The primary treatment for intrahepatic cholestasis of pregnancy (ICP) is ursodeoxycholic acid (UDCA), typically prescribed at 10-15 mg/kg/day divided into 2-3 doses, as recommended by the most recent and highest quality study 1. This medication helps reduce bile acid levels, improve liver function, and decrease itching. Treatment should begin as soon as ICP is diagnosed and continue until delivery. Key aspects of ICP management include:

• Regular monitoring of bile acid levels and liver function tests, typically every 1-2 weeks
• Fetal monitoring, with increased surveillance after 34 weeks
• Delivery timing, with many providers recommending delivery between 36-38 weeks to reduce stillbirth risk, and earlier delivery considered for severe cases with very high bile acid levels UDCA works by replacing toxic bile acids, protecting liver cells, and improving bile flow, addressing the underlying pathophysiology of bile acid accumulation that causes maternal symptoms and poses risks to the fetus. In addition to UDCA, other treatments may be considered, such as:
• Antihistamines like diphenhydramine (25-50 mg every 4-6 hours) or hydroxyzine (25 mg every 6-8 hours) for relief from itching
• Topical anti-itch creams with menthol or calamine for temporary comfort
• Cholestyramine (8-16 g/day) as a second-line agent, although it is less effective and can interfere with vitamin absorption. The most recent guidelines from the European Association for the Study of the Liver 1 and the Society for Maternal-Fetal Medicine 1 support the use of UDCA as the first-line treatment for ICP, and recommend individualized management based on serum bile acid levels and fetal monitoring. Overall, the goal of ICP management is to reduce the risks of stillbirth, preterm birth, and other adverse outcomes, while also alleviating maternal symptoms and improving quality of life.

From the Research

Treatment Options for Intrahepatic Cholestasis of Pregnancy (ICP)

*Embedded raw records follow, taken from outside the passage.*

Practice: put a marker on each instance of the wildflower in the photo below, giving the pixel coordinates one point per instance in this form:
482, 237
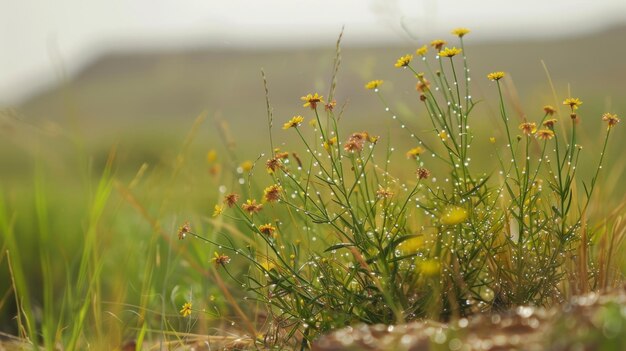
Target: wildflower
211, 156
423, 85
453, 215
438, 44
430, 267
272, 193
267, 229
251, 207
186, 310
549, 110
611, 119
404, 61
273, 164
383, 193
422, 51
443, 136
231, 199
330, 142
573, 103
294, 122
414, 152
217, 210
373, 84
330, 106
246, 166
549, 123
422, 173
183, 230
528, 128
449, 52
495, 75
220, 260
545, 134
460, 32
312, 100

• Ursodeoxycholic acid (UDCA) is considered the first-line treatment for ICP, as it has been shown to improve maternal symptoms and biochemical tests 2, 3, 4, 5.
• UDCA monotherapy is recommended due to its efficacy, cost-effectiveness, and convenience 2.
• The optimal dosage of UDCA for ICP treatment has not been established, but low doses (300-450 mg/day) have been shown to be effective in improving biochemical markers and clinical symptoms 3.
• S-adenosylmethionine (SAMe) has also been used in combination with UDCA, but its effectiveness is still being studied 2.
• Treatment with UDCA should be initiated as soon as possible after diagnosis to minimize the risk of adverse pregnancy outcomes 4, 5.

Management of ICP

• Pregnant women with severe ICP should be managed in a perinatal center with close interdisciplinary monitoring and treatment involving perinatologists and hepatologists 4.
• Delivery may be considered at 37 weeks' gestation due to the increased risk of stillbirth in women with ICP 5.
• Fetal surveillance and monitoring of liver function tests are crucial in managing ICP 3, 5.

Pharmacological Management

• The goal of pharmacological treatment is to improve maternal symptoms and biochemical alterations, and to reduce fetal adverse events 6.
• UDCA treatment has been shown to improve maternal pruritus symptoms and biochemical tests, but its effect on fetal outcomes is still being studied 2, 3, 5.